This post, which originally appeared on May 29th has now been amended. It now includes an Epilogue comment on Barack Obama's subsequent May 31st visit to the famous heads on a hill.
Scheduling political announcements or appearances against suggestive backdrops—attempting to inject symbolic grandiosity into dangerous, disingenuous, or trivial realities—is a timeworn strategy of political stagecraft.
When George W. Bush announced the beginning of the "War on Terror" on August 15, 2002, he was perched in front of Mt. Rushmore. After advance visits to the spot, his image experts set the stage, making sure that photographers were situated in a position where telephoto lenses would be needed to capture his speech, collapsing space to create a mental juxtaposition linking Bush to presidential luminaries carved into the side of a mountain in South Dakota.

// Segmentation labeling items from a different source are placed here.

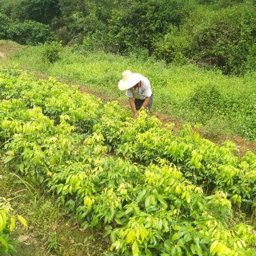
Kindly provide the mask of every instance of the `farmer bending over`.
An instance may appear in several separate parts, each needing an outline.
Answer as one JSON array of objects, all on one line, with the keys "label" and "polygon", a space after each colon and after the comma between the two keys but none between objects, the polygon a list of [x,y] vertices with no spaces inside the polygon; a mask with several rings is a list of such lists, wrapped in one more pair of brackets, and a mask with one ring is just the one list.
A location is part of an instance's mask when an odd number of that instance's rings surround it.
[{"label": "farmer bending over", "polygon": [[126,90],[126,96],[129,98],[134,118],[139,116],[136,110],[141,108],[147,108],[149,111],[153,101],[153,94],[148,79],[141,74],[132,73],[129,70],[123,72],[122,78],[118,88],[121,91]]}]

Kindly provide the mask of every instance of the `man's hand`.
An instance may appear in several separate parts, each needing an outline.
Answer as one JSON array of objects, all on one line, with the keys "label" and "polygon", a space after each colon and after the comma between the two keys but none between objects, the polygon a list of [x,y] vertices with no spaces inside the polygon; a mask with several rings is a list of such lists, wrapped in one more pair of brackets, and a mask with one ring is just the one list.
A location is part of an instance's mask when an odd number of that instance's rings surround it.
[{"label": "man's hand", "polygon": [[133,115],[133,118],[135,119],[137,118],[138,117],[139,115],[137,113],[136,113]]}]

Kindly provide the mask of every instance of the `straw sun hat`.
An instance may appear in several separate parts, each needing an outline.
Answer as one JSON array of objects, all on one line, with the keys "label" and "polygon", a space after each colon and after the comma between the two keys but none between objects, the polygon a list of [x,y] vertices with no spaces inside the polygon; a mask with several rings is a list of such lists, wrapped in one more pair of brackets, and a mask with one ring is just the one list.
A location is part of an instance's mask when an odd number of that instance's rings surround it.
[{"label": "straw sun hat", "polygon": [[138,84],[143,77],[139,73],[133,73],[129,70],[126,70],[122,73],[122,80],[119,81],[118,88],[121,91],[127,90]]}]

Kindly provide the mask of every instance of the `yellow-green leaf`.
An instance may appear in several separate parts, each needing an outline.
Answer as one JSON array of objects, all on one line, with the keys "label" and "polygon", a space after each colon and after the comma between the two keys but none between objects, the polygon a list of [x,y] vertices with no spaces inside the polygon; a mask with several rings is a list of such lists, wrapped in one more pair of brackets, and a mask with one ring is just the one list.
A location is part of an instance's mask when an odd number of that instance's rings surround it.
[{"label": "yellow-green leaf", "polygon": [[219,241],[217,241],[216,240],[216,241],[214,241],[212,244],[212,245],[210,247],[210,252],[211,252],[211,253],[212,253],[214,249],[216,248],[216,246],[218,245],[218,243]]},{"label": "yellow-green leaf", "polygon": [[139,256],[140,251],[136,241],[134,241],[132,244],[132,255],[133,256]]},{"label": "yellow-green leaf", "polygon": [[24,226],[26,227],[26,228],[28,227],[28,222],[25,220],[22,216],[21,216],[20,215],[17,215],[18,218],[19,219],[19,220],[20,222],[20,223]]},{"label": "yellow-green leaf", "polygon": [[9,229],[11,232],[15,228],[15,221],[14,221],[13,218],[12,217],[10,218],[10,226],[9,227]]}]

Then on May 28th it was Hillary Clinton's turn. Yesterday, hoping to reverse a failing bid for the Democratic Presidential nomination, her handlers brought her to Mt. Rushmore for a similar shot, attempting to erect a subliminal message of presidentiality.

Such visual demagoguery, however, turns democracy
into a cynical sideshow performance. Thankfully, it is also remarkably
susceptible to satirical lampoon, as seen in the following image from
"Underdog," a 2007 film based on the cartoon series of yesteryear.
Dog!!!
June 3rd Epilogue:
Bending the tradition, Barack Obama also stood at the mountain for a photo op on May 31st, while campaigning in South Dakota. Unlike the others, however, he and a park ranger posed for a tourist-and-guide moment. Perhaps this shot was a newly populist rendition of the old visual stagecraft, an attempt to present Obama as an ordinary American visiting a national treasure. When asked about his place at Mt. Rushmore, Obama offered self-deprecating response, asserting that he would never be able to join heads with the greats on the monument because, as he put it, his "ears are too big."